The choice as to how train command and control would be achieved had to be based on projections for established technology. The result is a bit of a ‘mish mash’, but similar situations have existed in cities abroad with a workable solution being obtained.

Platform screen doors at Liverpool Street.

The Signalling Elements

Key to the first decision was the need to provide for 24tph (trains per hour) initially in the central core section, with a longer-term timetabled capability for 30tph. To achieve this performance level, it requires ATO (Automatic Train Operation) which at that time could only be provided by a proprietary CBTC (Communications-Based Train Control) system, the result of which was a contract with Siemens for its Trainguard product. This will also be used on the Abbey Wood branch, since it is, in effect, a terminating station for the Crossrail service, which will be known as the Elizabeth line once it enters service.
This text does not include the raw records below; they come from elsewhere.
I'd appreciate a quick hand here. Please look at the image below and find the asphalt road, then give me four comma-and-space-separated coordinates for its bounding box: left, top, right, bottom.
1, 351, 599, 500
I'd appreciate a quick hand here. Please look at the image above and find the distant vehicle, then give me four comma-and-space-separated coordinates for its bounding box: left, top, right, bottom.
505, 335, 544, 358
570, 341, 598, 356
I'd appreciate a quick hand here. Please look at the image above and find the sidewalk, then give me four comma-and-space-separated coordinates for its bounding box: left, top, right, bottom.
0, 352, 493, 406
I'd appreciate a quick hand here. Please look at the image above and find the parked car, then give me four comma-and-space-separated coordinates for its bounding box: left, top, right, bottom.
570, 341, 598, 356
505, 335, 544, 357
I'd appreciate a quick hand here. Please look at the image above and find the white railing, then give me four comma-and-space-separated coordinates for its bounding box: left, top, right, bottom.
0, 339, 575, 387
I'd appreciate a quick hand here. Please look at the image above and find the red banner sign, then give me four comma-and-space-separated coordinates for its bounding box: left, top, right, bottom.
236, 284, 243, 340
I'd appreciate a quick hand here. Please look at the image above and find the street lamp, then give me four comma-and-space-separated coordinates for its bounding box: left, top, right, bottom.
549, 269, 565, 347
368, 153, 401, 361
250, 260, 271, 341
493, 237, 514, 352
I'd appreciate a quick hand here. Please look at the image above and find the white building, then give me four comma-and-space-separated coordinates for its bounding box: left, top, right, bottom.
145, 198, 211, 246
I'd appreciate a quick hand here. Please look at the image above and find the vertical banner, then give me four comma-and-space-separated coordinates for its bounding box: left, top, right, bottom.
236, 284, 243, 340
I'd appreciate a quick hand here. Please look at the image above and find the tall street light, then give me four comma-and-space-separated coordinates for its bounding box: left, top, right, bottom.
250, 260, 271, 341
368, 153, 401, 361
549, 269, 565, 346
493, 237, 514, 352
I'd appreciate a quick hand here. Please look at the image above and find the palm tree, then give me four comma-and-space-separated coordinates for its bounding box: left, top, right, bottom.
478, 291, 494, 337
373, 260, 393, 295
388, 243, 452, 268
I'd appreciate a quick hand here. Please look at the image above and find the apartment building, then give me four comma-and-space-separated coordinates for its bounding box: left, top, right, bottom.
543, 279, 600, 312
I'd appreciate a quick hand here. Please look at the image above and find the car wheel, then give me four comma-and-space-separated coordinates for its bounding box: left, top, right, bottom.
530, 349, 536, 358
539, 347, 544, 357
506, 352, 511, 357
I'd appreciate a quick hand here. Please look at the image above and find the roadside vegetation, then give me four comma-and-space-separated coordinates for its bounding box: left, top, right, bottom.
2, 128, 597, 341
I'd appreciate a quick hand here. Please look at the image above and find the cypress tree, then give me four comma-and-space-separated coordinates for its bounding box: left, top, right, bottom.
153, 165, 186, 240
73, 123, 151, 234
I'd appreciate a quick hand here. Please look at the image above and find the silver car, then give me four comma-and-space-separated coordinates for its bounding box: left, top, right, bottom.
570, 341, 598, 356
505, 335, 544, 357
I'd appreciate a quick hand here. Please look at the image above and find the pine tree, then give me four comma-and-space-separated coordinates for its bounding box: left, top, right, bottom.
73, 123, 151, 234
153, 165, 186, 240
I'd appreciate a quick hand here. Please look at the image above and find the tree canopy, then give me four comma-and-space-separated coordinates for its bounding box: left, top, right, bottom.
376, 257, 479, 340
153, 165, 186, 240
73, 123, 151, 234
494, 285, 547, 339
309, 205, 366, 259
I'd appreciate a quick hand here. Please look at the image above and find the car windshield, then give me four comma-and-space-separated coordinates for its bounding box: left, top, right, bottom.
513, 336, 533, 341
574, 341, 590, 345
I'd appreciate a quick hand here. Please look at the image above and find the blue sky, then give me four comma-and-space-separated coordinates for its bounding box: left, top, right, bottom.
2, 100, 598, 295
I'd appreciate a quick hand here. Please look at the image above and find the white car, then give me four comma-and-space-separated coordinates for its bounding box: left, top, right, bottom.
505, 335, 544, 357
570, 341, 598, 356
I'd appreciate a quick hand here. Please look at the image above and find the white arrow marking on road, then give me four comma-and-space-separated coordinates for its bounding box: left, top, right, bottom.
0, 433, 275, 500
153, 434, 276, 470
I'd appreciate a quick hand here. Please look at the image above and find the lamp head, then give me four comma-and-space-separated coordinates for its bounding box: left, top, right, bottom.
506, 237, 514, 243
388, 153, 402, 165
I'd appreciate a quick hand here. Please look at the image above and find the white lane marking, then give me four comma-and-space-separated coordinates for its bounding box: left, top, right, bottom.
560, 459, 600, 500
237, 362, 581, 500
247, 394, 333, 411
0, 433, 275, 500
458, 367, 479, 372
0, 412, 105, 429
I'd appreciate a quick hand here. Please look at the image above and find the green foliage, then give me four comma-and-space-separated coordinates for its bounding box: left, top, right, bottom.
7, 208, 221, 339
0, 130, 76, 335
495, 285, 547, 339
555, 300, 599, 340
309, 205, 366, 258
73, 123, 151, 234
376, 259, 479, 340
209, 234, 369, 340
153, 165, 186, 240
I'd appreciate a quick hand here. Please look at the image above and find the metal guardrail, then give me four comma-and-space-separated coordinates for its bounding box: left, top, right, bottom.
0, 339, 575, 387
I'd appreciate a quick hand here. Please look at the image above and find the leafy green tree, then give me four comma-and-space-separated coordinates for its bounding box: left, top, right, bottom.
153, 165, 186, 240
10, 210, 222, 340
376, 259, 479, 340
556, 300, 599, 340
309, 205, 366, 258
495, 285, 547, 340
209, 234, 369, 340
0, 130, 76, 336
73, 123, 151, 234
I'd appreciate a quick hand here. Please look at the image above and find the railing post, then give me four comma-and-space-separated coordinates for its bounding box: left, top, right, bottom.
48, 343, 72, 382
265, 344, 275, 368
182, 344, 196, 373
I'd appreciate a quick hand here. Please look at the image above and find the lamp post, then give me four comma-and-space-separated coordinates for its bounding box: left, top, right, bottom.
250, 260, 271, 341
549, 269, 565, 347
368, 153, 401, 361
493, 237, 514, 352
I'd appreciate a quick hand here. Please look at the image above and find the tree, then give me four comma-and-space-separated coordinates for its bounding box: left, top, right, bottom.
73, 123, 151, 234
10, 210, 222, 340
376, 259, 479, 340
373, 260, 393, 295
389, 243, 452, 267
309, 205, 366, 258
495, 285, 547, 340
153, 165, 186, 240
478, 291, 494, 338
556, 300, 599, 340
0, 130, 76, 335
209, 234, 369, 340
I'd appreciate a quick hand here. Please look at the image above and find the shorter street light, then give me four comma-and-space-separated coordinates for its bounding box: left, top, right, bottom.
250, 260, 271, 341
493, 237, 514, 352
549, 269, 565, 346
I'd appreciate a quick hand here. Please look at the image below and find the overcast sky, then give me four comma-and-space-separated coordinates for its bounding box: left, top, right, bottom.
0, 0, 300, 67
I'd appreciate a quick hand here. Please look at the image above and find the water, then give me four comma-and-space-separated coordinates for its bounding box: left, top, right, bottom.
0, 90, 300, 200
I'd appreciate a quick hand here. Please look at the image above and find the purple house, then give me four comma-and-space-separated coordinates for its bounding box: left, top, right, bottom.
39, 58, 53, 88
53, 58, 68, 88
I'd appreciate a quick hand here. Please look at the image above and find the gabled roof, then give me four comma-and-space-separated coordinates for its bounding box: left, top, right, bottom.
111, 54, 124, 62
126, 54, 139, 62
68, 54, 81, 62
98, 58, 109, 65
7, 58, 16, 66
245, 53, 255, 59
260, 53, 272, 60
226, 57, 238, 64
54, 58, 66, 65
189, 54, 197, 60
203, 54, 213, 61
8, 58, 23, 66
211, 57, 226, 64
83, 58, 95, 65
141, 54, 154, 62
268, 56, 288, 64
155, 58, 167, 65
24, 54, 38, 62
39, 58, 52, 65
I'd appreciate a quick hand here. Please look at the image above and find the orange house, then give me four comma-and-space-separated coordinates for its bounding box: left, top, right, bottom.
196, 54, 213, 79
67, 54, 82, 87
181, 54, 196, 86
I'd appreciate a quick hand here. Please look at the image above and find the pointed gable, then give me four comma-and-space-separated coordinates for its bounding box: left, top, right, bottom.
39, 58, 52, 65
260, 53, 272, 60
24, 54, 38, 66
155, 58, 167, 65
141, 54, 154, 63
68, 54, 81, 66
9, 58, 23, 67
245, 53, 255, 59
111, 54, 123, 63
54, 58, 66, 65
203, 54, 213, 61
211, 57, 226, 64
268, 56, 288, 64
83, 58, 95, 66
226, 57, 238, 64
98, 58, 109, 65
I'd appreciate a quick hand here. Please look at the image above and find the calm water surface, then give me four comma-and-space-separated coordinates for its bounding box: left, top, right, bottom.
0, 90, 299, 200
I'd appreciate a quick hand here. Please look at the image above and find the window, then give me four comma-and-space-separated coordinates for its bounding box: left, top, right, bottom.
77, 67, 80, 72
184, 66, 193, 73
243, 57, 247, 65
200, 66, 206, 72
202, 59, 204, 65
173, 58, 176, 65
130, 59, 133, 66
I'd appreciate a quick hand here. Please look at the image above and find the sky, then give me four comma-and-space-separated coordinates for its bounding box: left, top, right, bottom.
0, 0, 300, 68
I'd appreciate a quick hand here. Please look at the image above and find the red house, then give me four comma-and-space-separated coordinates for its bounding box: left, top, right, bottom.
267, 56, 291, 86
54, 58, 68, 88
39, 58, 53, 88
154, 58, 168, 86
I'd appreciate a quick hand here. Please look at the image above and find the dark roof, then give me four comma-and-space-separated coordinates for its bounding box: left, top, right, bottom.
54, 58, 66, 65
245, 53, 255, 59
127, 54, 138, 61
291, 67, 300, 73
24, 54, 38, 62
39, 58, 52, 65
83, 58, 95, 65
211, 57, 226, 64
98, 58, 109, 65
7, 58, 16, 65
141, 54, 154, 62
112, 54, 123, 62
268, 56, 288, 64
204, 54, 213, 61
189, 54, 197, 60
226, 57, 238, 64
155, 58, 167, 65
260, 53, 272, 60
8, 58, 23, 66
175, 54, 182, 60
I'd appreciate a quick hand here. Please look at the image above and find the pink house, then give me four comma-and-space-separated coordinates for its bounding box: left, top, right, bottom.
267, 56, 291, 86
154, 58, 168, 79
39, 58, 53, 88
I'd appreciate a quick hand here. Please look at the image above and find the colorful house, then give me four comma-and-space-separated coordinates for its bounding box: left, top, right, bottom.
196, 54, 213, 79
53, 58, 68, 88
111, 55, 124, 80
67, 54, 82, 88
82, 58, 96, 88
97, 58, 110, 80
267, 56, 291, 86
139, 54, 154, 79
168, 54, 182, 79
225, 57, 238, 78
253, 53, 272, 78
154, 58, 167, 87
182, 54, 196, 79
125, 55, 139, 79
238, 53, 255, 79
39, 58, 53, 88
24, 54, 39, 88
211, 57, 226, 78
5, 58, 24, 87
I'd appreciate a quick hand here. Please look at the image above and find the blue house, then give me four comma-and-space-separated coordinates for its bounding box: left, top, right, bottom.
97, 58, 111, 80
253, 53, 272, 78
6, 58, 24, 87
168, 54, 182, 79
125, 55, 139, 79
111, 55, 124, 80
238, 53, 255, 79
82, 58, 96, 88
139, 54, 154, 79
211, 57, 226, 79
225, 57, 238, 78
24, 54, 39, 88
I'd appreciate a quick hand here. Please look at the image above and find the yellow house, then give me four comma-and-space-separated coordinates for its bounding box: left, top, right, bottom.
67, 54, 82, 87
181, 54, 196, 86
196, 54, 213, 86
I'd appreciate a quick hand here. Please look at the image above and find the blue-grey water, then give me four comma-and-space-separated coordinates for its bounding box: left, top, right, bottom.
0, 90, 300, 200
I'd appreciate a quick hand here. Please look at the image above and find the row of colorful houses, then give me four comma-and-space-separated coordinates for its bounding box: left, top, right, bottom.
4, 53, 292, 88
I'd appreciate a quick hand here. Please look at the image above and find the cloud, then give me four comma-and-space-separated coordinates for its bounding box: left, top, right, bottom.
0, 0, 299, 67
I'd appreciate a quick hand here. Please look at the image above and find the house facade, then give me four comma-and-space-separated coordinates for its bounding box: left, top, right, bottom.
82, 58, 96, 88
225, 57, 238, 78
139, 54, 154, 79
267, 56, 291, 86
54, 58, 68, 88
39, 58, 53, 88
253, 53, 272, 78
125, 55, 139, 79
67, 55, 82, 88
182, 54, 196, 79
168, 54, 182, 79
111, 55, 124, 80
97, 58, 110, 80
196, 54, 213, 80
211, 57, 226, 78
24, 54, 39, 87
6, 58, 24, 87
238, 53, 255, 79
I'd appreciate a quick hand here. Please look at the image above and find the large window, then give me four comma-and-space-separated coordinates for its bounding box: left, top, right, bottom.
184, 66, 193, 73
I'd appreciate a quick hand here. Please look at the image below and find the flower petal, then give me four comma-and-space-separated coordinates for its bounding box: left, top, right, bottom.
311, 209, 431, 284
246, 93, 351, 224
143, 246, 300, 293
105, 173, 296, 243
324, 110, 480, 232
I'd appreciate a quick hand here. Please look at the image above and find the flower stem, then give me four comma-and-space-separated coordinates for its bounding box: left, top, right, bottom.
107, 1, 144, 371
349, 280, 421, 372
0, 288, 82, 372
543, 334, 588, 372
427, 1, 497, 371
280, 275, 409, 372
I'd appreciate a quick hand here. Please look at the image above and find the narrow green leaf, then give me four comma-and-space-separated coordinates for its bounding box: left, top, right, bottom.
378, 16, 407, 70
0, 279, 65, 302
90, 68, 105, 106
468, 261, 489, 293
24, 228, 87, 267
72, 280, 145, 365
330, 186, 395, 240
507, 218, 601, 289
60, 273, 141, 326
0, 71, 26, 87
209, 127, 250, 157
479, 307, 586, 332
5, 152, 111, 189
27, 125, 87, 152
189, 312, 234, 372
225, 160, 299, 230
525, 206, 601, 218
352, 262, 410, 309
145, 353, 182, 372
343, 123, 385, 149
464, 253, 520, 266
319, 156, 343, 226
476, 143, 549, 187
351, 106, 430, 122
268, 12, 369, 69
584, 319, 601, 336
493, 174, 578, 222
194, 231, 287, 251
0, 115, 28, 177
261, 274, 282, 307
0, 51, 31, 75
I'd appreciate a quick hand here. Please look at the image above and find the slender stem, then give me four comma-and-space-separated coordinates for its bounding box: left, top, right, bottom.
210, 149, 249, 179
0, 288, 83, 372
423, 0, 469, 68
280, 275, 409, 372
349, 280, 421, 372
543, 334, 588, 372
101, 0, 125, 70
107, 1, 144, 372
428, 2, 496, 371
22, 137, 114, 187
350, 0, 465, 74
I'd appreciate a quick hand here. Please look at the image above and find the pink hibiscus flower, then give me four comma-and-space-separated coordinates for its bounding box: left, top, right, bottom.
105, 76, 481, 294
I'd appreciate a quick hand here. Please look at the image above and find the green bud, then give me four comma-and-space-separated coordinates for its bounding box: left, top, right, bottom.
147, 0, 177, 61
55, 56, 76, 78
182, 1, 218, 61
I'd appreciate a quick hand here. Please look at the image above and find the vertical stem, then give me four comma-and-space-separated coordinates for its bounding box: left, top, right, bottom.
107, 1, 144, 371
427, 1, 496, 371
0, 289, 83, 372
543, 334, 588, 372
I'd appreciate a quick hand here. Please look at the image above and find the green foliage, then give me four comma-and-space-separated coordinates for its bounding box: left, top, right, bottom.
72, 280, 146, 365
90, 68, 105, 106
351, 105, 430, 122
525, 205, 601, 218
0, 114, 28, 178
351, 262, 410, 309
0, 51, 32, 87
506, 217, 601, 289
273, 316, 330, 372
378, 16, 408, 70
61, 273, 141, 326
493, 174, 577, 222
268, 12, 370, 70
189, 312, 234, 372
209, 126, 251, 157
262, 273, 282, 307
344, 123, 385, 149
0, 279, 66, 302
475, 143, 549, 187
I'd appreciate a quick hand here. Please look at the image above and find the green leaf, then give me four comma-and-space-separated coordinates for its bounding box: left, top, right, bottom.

At the other extremities, Crossrail trains will share tracks with Great Western Railway and Heathrow Express services out of Paddington to Reading and Heathrow, and with Great Eastern services from Liverpool Street to Shenfield. Neither of these routes will be suitable for the Trainguard technology.

From Paddington westwards, the normal train protection is provided by TPWS and AWS. However, another complication has been the existence of the trial ATP (Automatic Train Protection) system, dating back to British Rail days, which remains in operation for some of the GWR train fleet. This also provided the protection on the Heathrow branch and, at one time, it was thought Crossrail trains might have to be fitted with that system, which in view of its age and increasing obsolescence would not have been a good idea.

The authorities ruled that something better than TPWS would be needed on the Heathrow branch and thus it was decided that ETCS Level 2 should be provided. That meant Crossrail trains having to be ETCS fitted, a sensible decision as this represents the future of train control for the whole country.

As well as the ETCS provision between Airport Junction and Heathrow, ETCS Level 2 is now being fitted to the GW main line back to Paddington as an overlay to existing lineside signals, with trials about to commence.

Out of Liverpool Street, it is TPWS and AWS for the foreseeable future, but, eventually, this route will also be converted to ETCS.

So, as well as CBTC, Crossrail trains have to be fitted with ETCS, TPWS and AWS, with automatic changeover between the systems at the appropriate point. Each of the systems are well proven in service, but it is the changeover that has caused the big technical challenge.

To keep the terminology in ‘ETCS-speak’, the legacy systems are known as National Train Control (NTC), and the signalling level as L-NTC (Level NTC).

Integrating the signalling

In addition to the different signalling systems, the control of the Crossrail route will be split across three control centres. On the GW main line, this is from the Thames Valley Signalling Centre at Didcot. The Crossrail core, including to Abbey Wood, will have a new control centre contained within Network Rail’s Rail Operating Centre (ROC) at Romford. The GE line, which is currently controlled from Liverpool Street IECC, will eventually transfer to the Romford ROC as well.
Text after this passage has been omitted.